Tuesday, January 15, 2013
On 6:02 PM by The Bloggers @ 67 Wine in 67Wine, Oregon, Oregon Pinot Noir, Oregon wine, Pinot Noir, Willamette No comments
In 1965, David and Diana Lett traveled to Oregon’s Willamette Valley, home to grass seed, Christmas trees and hops farmers, to plant Pinot Noir and a few vines of Pinot Gris outside the town of Dundee. “You’re going to plant Pinot Noir where?” their friends asked, shaking their heads in disbelief. That first vintage, in 1970, wasn’t a very good one according to David, but he wasn’t willing to give up easily. He and a handful of other early vintners persevered and gradually learned what the valley’s climate and soil demanded and offered.
The hilly, picturesque Willamette Valley, located between Portland and Eugene, has come a long way since the pioneering days of the 1970s. David and Diana, who established Eyrie Vineyards, were followed by Dick Erath, David and Ginny Adelsheim, Bill and Susan Sokol Blosser, Pat and Joe Campbell (who founded Elk Cove Vineyards), and the delightful Myron Redford of Amity Vineyards — well worth the trip down back roads to find. Grape growing and winemaking were relatively new to the Willamette back then, but one important truth emerged: without Pinot Noir, there would be no wine industry in the valley.
During the 1980s, more growers began to establish themselves here and the press started saying good things about their wines. The valley’s real credibility came in 1987 when Robert Drouhin, of the esteemed Burgundy estate Domaine Joseph Drouhin, praised Oregon Pinot Noir after attending a tasting. Later that year, he and his daughter, Véronique, purchased land in the hills of Dundee and built Domaine Drouhin Oregon. (Wine critic Robert Parker and his brother in-law established Beaux Frères around the same time). Suddenly, Oregon was the place to grow Pinot Noir on the West Coast.
Perhaps what attracted the Drouhins to the valley was their Burgundian know-how. Grape growing was not easy in the Willamette. Not every year was a banner year, and the yields were far lower than those from the ‘Baja’ (California to the rest of us). As in Burgundy, a myriad of geologies, exposures and microclimates are scattered throughout the valley, so it was important to know your land and what it offered.
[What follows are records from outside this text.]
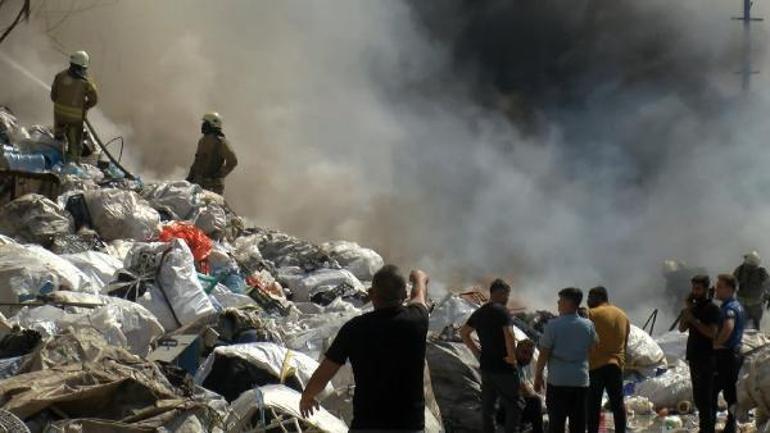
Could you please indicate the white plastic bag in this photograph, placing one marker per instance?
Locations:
(668, 389)
(122, 323)
(119, 214)
(643, 354)
(212, 219)
(34, 218)
(181, 198)
(362, 262)
(305, 284)
(100, 267)
(177, 291)
(28, 269)
(269, 357)
(285, 401)
(674, 345)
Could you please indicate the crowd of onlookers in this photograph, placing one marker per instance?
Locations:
(583, 350)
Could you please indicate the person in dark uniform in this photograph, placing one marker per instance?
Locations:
(386, 349)
(700, 318)
(214, 158)
(497, 358)
(727, 346)
(752, 281)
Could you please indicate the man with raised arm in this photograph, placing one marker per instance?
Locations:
(386, 348)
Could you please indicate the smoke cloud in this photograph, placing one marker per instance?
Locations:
(554, 143)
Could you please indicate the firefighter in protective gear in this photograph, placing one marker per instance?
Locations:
(752, 287)
(214, 159)
(73, 94)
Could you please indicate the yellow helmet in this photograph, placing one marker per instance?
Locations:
(213, 118)
(80, 58)
(752, 258)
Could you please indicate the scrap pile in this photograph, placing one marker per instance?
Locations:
(133, 307)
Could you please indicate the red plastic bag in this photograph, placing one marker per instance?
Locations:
(199, 243)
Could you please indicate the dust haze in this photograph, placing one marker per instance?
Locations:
(580, 143)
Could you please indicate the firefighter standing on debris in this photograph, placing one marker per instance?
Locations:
(73, 94)
(214, 159)
(752, 287)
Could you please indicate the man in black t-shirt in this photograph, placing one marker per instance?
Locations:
(701, 317)
(386, 348)
(499, 377)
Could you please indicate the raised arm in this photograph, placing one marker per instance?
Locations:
(321, 377)
(419, 280)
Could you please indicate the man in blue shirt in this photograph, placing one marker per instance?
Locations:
(564, 347)
(727, 346)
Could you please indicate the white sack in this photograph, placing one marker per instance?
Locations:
(178, 280)
(265, 356)
(305, 284)
(119, 214)
(100, 267)
(668, 389)
(643, 354)
(26, 269)
(362, 262)
(181, 197)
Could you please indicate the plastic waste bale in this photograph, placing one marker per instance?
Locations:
(668, 389)
(175, 296)
(34, 219)
(178, 199)
(639, 405)
(288, 251)
(196, 240)
(643, 354)
(212, 219)
(119, 214)
(224, 298)
(246, 253)
(120, 249)
(454, 374)
(362, 262)
(122, 323)
(451, 311)
(280, 400)
(754, 384)
(100, 267)
(231, 370)
(8, 125)
(29, 270)
(306, 285)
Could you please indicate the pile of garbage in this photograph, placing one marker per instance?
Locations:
(132, 306)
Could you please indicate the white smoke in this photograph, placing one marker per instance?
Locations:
(349, 122)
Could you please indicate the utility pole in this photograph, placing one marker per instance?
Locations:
(747, 70)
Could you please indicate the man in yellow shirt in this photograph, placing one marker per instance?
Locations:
(607, 359)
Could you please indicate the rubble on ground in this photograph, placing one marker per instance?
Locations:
(134, 307)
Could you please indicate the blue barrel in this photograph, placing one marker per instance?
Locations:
(31, 163)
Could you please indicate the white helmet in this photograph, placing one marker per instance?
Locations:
(671, 266)
(80, 58)
(752, 258)
(213, 118)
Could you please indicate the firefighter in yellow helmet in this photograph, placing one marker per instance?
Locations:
(214, 159)
(73, 94)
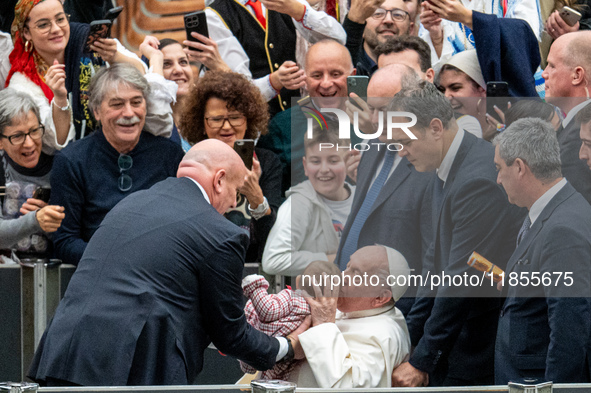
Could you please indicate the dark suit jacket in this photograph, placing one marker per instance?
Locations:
(544, 330)
(159, 281)
(454, 327)
(400, 217)
(574, 169)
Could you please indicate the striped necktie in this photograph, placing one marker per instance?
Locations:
(350, 245)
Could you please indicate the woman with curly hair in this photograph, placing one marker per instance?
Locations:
(227, 106)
Growers soon learned that you could only ripen grapes on the south-facing slopes; plant too far up the hills and your grapes will never ripen. plant too far down and you risked early spring frost. Winemakers in the Willamette definitely live on the edge, but when things go well, their wines shine!
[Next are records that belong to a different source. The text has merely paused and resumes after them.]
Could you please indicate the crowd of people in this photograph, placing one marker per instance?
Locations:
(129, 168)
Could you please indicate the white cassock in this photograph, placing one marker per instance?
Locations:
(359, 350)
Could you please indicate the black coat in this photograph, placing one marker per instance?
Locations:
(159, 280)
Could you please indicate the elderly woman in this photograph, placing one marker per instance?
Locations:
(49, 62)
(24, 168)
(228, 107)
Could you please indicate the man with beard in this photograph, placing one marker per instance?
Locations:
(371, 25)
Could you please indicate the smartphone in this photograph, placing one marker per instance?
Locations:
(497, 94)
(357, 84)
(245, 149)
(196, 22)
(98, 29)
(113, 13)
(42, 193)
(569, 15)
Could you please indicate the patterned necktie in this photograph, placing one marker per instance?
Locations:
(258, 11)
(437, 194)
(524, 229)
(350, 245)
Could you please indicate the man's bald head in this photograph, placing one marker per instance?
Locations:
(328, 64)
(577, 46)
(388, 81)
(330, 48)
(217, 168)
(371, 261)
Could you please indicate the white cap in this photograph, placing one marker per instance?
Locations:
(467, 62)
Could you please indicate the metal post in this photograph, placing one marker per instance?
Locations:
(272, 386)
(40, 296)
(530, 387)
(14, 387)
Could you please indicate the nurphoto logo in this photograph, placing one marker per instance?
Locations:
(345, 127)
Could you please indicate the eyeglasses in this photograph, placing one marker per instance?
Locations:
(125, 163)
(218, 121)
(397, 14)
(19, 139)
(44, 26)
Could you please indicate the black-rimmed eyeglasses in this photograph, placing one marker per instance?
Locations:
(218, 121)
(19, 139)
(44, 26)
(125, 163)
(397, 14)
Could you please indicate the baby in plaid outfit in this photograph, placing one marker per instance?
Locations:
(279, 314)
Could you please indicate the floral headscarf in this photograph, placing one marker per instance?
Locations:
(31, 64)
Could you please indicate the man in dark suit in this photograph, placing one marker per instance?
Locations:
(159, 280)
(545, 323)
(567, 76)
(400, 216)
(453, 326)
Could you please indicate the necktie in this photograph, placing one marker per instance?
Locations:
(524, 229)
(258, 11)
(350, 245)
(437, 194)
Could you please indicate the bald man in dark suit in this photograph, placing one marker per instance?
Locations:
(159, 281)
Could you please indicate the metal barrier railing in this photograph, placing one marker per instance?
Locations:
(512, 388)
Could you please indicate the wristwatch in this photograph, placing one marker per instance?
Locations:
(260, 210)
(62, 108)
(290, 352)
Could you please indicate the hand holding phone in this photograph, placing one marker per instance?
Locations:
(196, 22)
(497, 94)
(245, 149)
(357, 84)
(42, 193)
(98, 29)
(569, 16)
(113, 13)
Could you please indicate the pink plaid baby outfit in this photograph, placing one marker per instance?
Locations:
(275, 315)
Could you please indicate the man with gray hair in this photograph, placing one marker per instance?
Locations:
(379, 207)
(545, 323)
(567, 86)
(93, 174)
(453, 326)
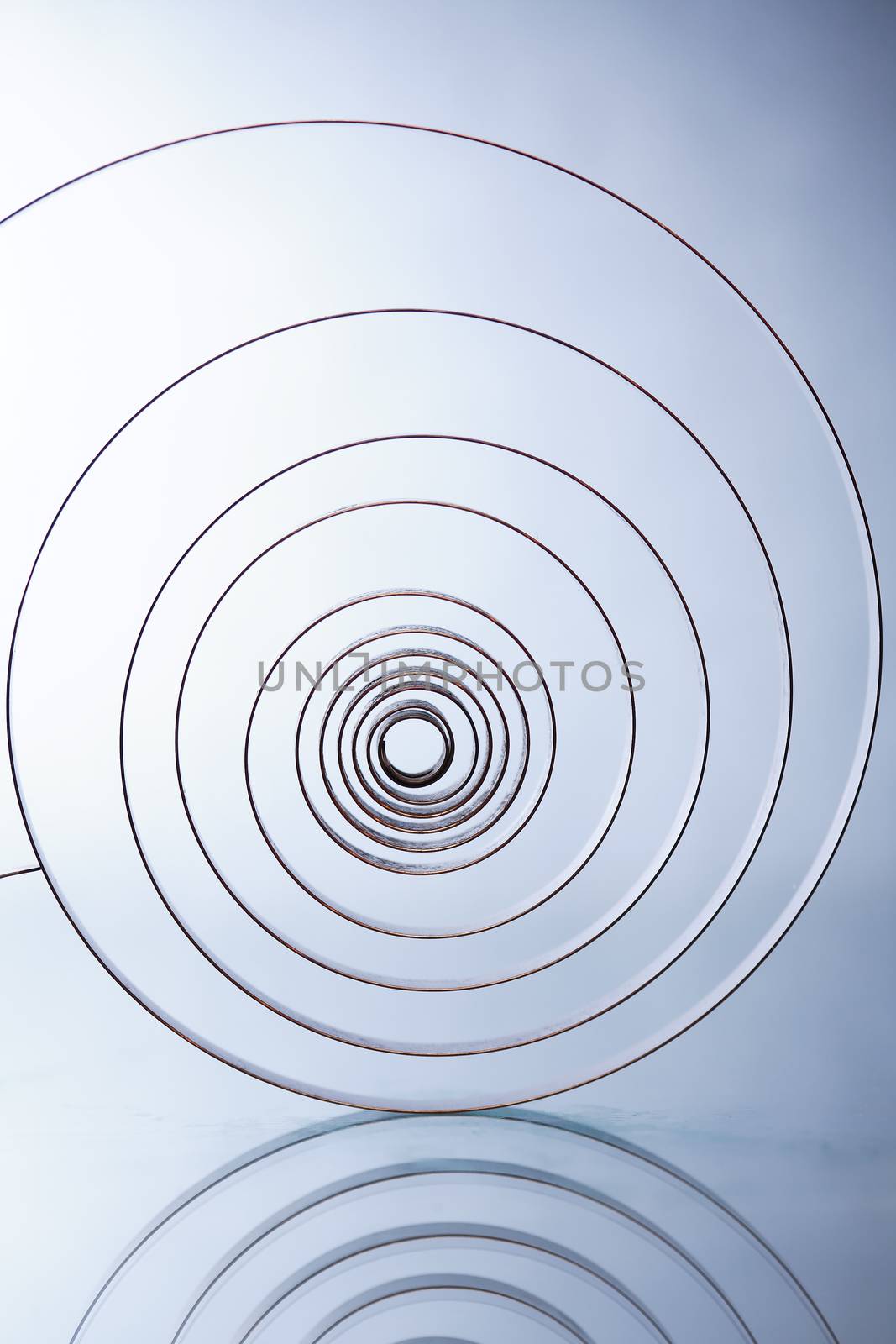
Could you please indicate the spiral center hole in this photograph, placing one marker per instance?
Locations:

In the Willamette Valley, much as in Burgundy, the winemaker plays the biggest role in determining the style of the wine. There are noticeably different terroirs here, but producer and vinification methods exert the greatest influence over the wine’s style. Wines here can range from light-bodied to dark, from earthy to fruity, from sweet to savory and everything in between. There is no one defining style of Willamette Valley Pinot Noir, but then again, we're talking about Pinot Noir — a grape with which it’s hard to mask mistakes.
Some have described Willamette Pinots as the gateway between California and Burgundy; they tend to be less sweet and earthier than those from California. With a few exceptions, the wines of the Willamette Valley are handcrafted by smaller wineries that devote a lot of attention to detail. The Willamette’s isolation has also attracted a growing number of organic and biodynamic winemakers who avoid the use of chemicals and harsh treatments and prefer the valley’s laid-back attitude and informal setting.
Although Pinot Noir dominates the region, there are also wonderful whites worth seeking out. Pinot Gris shows far more potential here than its Italian cousin, Pinot Grigio, and has emerged as the most successful white grape. Chardonnay and Pinot Blanc are worth trying, too.
Oregon is home to some of the best wild salmon in the country, and it’s not surprising to see it paired with Pinot Gris or Pinot Noir — both varieties have a natural affinity for grilled wild salmon. They’re also versatile enough to pair with a multitude of foods, so be adventurous and put them to the test. A world of discovery awaits when it comes to the wines of the Willamette Valley.
And it’s pronounced Willamette, damn it!